There are a wide variety of conditions in Western medicine that can cause fatigue. They include:

  • Anemia
  • Thyroid problems
  • Diabetes
  • Adrenal insufficiency
  • Depression
  • Poor sleep, or the Epstein Barr virus that is responsible for chronic fatigue syndrome.
  • Certain medications may cause fatigue as a side effect.

If those diagnoses have been ruled out, your doctor may be stumped as to why you’re feeling so tired.

In Chinese medicine, when a patient comes in complaining of fatigue or exhaustion, a practitioner’s first thought is a depletion of energy, or Qi. This is the energy your body needs to fuel all of its complicated functions, and is made from the food you eat and the air you breathe. When you’re not eating well, digesting poorly, or using up more energy than you have, you’re going to feel tired.
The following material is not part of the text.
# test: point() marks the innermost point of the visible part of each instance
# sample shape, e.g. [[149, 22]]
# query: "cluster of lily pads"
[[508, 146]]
There are many other patterns, however, in Chinese medicine that may account for your fatigue. This can include a depletion of some other vital body substance (Blood, Yin, Yang, or Essence), or a blockage that’s impeding flow and binding up your energy. A common example of a blockage is caused by excessive stress, which occupies your mind, makes your muscles tight, shuts down your digestion, and can be utterly exhausting.
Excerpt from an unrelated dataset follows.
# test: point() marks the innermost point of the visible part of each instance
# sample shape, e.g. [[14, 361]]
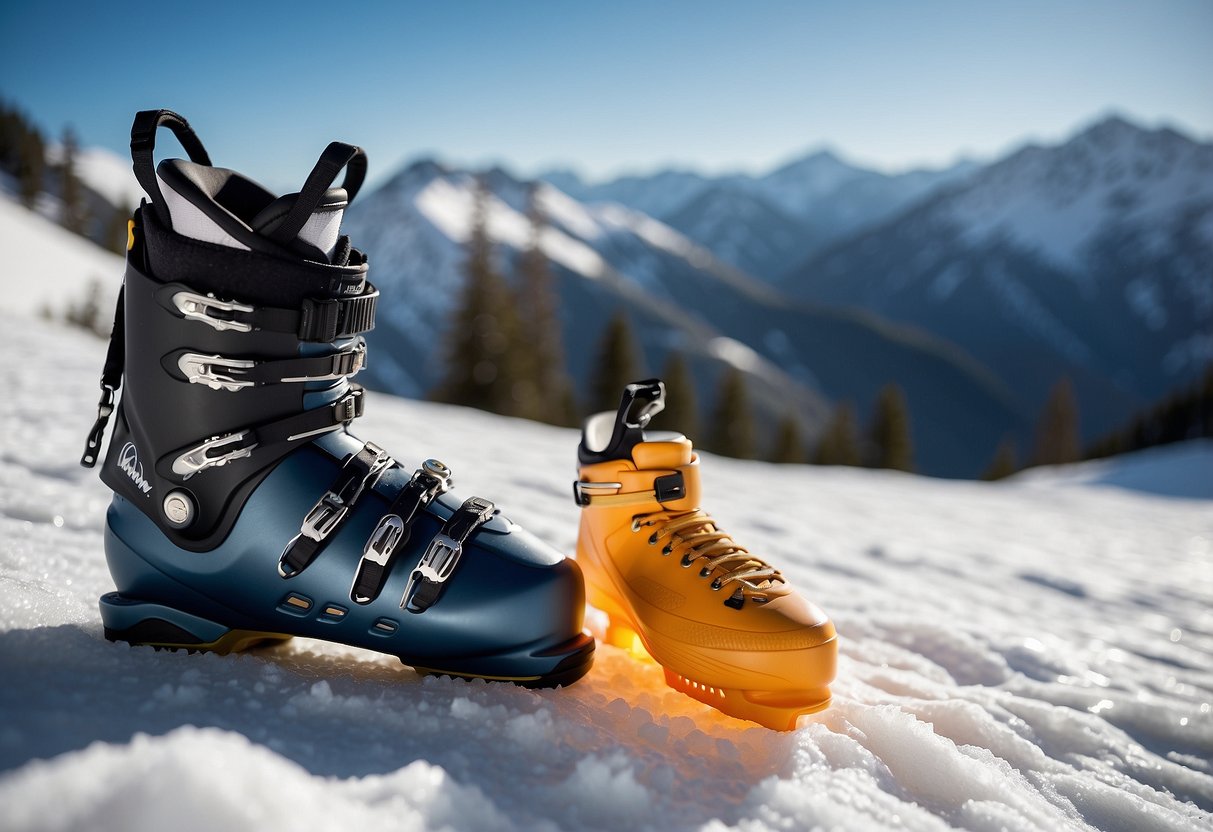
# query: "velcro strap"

7 Things You Can Do for Yourself to Help Boost Your Energy Naturally.

  1. Eat well. This means lots of vegetables and fruits, whole grains, and good quality proteins.
  2. Pay attention to your digestion, too. If you’re having any symptoms, such as heartburn, stomachaches, bloating, nausea, or bowel issues, your digestion needs some attention. Enlist the help of your acupuncture practitioner; they have a number of healing strategies to get your digestion back on track.
  3. Close your mouth when you breathe. Remember that in Chinese medicine, your energy is partially made up from the air you breathe. Often mouth breathers are also shallow breathers, and closing your mouth helps you take in fuller breaths. Consciously taking in a few deep breaths several times during the day may also help you feel more energized.
  4. Get your stress under control. Unrelenting stress uses up a lot of your energy. In addition, it negatively impacts your digestion and makes it harder for your body to build up more energy and make the nutrients you need for good health. Do whatever it takes to find some calm in your life.
  5. Are you getting enough sleep? If you’re constantly feeling fatigued, it’s likely that your body needs more rest and good quality sleep. If sleeplessness is an issue, it’s also a good reason to see your practitioner.
  6. Exercise, but just a little. Moving your body gets things flowing; your heart and lungs, blood, and ultimately your energy. Just make sure you don’t overdo it. Also, avoid exercising close to bedtime, as it’s likely to interfere with good sleep.
  7. Finally, enlist the help of a practitioner of Chinese medicine and acupuncture. They can help you pinpoint the source of your fatigue and help you develop a plan that combines acupuncture, herbs, diet, and lifestyle to help you have more energy. Your body will thank you.